Inspection reports of a Georgia peanut processing plant at the center of a massive, nationwide salmonella outbreak indicate that the company operated in unsanitary conditions and knowingly shipped products contaminated with strains of salmonella.
So far, more than 500 people in 43 states have become ill because of the outbreak. In response, the Food and Drug Administration has ordered one of the largest food recalls in history, asking the public to throw out every product made by the Peanut Corporation of America over the past two years. The Lynchburg, Va.-based company knowingly shipped out salmonella-laced products at least a dozen times in 2007 and 2008, authorities say; at least one congressman has asked for a criminal investigation by the Justice Department.

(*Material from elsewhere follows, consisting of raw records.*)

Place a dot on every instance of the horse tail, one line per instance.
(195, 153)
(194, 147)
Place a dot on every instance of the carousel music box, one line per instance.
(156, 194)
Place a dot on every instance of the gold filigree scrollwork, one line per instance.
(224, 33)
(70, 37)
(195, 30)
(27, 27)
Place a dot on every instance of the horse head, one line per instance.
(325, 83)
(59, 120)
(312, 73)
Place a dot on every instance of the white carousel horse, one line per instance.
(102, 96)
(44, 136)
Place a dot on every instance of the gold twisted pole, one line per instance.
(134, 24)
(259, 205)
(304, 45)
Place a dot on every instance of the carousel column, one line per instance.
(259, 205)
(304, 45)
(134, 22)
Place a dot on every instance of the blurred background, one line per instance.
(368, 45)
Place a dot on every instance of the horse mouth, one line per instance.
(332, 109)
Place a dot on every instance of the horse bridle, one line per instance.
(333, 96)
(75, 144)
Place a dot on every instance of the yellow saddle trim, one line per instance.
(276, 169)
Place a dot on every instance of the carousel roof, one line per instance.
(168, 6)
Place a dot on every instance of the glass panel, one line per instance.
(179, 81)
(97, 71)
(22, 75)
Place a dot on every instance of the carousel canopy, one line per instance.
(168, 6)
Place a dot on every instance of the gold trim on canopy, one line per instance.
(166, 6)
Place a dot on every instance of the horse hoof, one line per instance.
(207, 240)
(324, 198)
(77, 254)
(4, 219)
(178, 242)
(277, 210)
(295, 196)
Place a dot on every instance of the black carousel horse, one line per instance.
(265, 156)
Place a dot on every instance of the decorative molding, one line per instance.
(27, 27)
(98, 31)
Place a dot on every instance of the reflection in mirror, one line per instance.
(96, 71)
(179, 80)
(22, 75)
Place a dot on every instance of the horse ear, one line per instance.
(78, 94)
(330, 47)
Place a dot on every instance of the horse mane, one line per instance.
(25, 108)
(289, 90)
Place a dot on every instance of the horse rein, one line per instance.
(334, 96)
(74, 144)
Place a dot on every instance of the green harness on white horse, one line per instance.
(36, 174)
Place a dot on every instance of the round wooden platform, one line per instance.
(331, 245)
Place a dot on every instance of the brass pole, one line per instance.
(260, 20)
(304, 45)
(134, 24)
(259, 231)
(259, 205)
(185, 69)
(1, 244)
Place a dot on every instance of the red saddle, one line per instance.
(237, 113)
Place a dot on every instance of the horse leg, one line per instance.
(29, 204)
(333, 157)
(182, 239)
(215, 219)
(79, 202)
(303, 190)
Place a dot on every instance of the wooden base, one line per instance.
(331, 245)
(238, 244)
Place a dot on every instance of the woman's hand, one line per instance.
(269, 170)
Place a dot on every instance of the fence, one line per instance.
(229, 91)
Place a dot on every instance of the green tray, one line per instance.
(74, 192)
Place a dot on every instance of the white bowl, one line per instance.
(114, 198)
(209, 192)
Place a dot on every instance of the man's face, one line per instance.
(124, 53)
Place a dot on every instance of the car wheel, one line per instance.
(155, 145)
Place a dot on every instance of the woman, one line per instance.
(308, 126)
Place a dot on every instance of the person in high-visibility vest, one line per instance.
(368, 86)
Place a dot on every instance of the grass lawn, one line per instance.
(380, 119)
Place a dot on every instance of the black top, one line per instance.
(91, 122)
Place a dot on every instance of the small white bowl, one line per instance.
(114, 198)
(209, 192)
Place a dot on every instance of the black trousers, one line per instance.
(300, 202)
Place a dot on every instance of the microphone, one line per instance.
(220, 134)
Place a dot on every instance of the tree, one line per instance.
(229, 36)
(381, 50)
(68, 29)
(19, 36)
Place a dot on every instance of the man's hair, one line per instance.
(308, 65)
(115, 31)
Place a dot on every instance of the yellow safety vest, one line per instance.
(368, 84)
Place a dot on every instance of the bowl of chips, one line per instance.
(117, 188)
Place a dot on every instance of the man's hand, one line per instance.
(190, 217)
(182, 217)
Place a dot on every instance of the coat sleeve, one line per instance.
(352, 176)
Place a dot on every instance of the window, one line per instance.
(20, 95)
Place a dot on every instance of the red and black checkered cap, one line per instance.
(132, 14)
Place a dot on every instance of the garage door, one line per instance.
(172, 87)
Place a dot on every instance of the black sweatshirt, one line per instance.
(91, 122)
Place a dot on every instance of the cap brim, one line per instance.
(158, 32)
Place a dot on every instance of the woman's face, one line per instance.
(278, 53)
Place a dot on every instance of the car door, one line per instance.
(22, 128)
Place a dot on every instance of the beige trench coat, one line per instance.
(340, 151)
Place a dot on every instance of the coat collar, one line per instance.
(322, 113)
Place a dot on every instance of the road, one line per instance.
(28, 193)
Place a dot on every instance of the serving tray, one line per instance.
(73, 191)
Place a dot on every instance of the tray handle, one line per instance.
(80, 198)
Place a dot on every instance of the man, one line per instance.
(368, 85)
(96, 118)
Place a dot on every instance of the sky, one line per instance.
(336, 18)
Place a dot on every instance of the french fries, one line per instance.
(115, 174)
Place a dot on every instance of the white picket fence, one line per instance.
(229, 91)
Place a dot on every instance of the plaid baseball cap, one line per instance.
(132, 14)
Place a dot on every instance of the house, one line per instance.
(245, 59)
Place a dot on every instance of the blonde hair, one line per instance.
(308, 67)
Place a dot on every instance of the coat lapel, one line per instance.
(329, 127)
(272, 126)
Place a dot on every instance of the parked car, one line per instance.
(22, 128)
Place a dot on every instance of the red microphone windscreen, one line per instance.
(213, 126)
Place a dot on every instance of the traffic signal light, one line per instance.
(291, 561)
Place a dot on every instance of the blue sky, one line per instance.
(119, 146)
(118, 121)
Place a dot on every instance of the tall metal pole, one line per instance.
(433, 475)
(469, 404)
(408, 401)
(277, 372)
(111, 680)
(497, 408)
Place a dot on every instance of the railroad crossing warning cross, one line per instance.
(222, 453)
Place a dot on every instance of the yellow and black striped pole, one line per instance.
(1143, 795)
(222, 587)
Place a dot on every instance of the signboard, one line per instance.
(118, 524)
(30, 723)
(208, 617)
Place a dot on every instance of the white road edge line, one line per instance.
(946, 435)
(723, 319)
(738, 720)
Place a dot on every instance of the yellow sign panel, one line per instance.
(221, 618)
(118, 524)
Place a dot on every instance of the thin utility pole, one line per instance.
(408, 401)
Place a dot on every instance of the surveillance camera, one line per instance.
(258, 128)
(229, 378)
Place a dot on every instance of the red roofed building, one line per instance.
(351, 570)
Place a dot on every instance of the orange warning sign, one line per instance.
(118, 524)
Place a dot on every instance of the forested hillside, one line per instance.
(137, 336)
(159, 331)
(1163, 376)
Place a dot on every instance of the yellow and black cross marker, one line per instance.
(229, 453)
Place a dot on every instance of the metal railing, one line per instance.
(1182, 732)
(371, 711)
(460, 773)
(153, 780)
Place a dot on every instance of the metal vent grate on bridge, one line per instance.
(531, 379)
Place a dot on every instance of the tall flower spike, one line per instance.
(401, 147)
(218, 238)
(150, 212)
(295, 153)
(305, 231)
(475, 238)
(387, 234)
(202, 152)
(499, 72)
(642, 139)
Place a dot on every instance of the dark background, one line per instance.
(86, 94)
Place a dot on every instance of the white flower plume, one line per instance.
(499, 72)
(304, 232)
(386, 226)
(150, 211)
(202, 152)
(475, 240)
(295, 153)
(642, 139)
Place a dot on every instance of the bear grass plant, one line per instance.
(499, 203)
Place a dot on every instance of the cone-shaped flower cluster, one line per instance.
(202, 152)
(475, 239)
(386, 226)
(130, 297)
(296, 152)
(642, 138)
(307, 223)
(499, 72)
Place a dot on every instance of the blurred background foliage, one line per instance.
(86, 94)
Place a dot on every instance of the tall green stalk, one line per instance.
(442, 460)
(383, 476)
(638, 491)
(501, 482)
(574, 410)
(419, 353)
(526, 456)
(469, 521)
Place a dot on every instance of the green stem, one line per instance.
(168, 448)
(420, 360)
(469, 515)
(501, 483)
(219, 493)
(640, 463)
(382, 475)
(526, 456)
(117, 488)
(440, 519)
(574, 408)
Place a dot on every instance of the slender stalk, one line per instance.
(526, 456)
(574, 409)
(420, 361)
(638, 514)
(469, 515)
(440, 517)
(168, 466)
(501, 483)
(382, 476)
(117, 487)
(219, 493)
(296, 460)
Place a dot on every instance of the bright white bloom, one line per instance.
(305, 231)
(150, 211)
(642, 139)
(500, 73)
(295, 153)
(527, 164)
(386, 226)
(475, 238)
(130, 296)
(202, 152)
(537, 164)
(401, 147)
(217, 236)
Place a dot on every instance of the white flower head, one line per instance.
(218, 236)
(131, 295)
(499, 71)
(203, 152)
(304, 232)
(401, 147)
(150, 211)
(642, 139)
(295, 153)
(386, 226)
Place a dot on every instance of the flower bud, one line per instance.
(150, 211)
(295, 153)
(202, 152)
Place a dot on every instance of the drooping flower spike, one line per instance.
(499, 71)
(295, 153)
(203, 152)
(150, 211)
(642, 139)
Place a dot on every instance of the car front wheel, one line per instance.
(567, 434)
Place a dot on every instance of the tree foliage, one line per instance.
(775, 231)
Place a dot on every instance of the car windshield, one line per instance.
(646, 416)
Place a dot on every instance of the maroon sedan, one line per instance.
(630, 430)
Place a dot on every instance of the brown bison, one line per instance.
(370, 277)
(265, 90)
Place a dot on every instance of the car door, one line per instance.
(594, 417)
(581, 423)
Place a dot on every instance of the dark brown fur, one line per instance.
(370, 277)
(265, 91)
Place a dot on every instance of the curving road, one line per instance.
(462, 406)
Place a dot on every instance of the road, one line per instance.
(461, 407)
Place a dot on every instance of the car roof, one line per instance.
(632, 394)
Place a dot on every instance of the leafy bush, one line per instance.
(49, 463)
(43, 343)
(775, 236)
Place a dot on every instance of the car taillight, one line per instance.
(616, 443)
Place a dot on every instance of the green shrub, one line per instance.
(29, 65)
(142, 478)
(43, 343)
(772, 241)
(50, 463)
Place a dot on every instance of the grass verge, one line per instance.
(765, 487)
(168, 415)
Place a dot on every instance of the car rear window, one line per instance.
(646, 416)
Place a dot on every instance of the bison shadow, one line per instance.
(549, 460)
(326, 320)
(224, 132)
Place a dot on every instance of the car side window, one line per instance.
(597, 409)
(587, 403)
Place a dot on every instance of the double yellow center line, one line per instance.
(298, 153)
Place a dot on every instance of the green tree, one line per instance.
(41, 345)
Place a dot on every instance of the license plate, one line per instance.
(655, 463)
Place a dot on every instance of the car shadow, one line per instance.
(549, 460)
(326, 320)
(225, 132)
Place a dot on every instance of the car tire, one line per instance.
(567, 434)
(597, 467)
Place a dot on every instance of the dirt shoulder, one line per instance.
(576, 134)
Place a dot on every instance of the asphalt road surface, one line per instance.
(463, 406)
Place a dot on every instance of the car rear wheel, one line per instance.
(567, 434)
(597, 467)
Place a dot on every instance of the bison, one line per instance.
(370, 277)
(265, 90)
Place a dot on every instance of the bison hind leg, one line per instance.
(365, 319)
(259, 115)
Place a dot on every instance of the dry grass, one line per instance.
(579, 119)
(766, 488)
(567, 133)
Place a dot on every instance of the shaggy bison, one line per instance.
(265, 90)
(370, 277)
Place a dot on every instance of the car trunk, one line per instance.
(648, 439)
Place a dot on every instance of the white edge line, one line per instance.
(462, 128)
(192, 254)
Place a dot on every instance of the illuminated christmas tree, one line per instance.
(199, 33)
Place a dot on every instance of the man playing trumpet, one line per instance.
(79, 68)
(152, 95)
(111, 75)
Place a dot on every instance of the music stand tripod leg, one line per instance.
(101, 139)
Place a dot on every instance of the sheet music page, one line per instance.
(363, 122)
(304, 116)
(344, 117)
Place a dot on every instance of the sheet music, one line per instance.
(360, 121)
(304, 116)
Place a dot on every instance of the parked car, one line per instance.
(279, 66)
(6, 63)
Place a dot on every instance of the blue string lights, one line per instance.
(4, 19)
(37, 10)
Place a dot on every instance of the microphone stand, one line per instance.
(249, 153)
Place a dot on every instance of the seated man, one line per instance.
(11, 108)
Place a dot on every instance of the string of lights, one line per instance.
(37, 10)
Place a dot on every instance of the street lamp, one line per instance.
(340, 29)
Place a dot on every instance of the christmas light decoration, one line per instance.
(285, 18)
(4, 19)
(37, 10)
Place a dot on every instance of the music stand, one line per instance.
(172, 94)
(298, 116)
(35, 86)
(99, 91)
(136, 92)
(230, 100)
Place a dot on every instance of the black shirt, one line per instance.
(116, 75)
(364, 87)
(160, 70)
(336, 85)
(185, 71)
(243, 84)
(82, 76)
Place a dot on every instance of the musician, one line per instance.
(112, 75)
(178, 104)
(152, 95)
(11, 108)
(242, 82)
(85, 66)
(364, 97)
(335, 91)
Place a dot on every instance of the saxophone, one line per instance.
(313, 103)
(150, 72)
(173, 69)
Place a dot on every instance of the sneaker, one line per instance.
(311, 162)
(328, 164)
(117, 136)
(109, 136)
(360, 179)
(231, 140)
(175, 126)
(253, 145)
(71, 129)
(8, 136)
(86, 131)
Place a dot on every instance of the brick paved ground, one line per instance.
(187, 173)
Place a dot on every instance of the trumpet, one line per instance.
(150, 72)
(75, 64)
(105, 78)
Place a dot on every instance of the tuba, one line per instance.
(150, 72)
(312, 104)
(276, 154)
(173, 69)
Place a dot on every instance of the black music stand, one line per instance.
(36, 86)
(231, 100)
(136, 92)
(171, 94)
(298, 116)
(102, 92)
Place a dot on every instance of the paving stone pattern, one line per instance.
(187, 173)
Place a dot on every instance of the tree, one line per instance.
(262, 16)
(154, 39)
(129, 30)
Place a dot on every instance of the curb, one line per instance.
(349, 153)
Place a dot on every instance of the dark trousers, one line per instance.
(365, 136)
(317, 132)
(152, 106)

Among the highlights of the reports released yesterday:
- A sink in one of the peanut butter rooms was used interchangeably to clean hands and utensils and to wash out mops.
- The "wash room" was found to be a veritable horror show of problems: a "slimy, black-brown residue," identified as mold, was found on a conveyor and on the walls; a live cockroach and several of his dead compatriots were also discovered.
- The company's cooler room also had mold on the ceiling and walls. Inspectors spotted water stains leading down to where finished product was stored.
- An ingredient staging area was found "dirty with a heavy build-up of different powdery ingredients on all exposed surfaces.''
- The lack of a ventilation system at the facility allowed for contamination to occur and officials did not check the effectiveness of temperature, volume and belt speed during the peanut roasting process.
- Bacteria-laden raw peanuts were stored next to roasted peanuts, increasing the risk of contamination, and peanut products were stored next to salmonella-contaminated floors and cracks.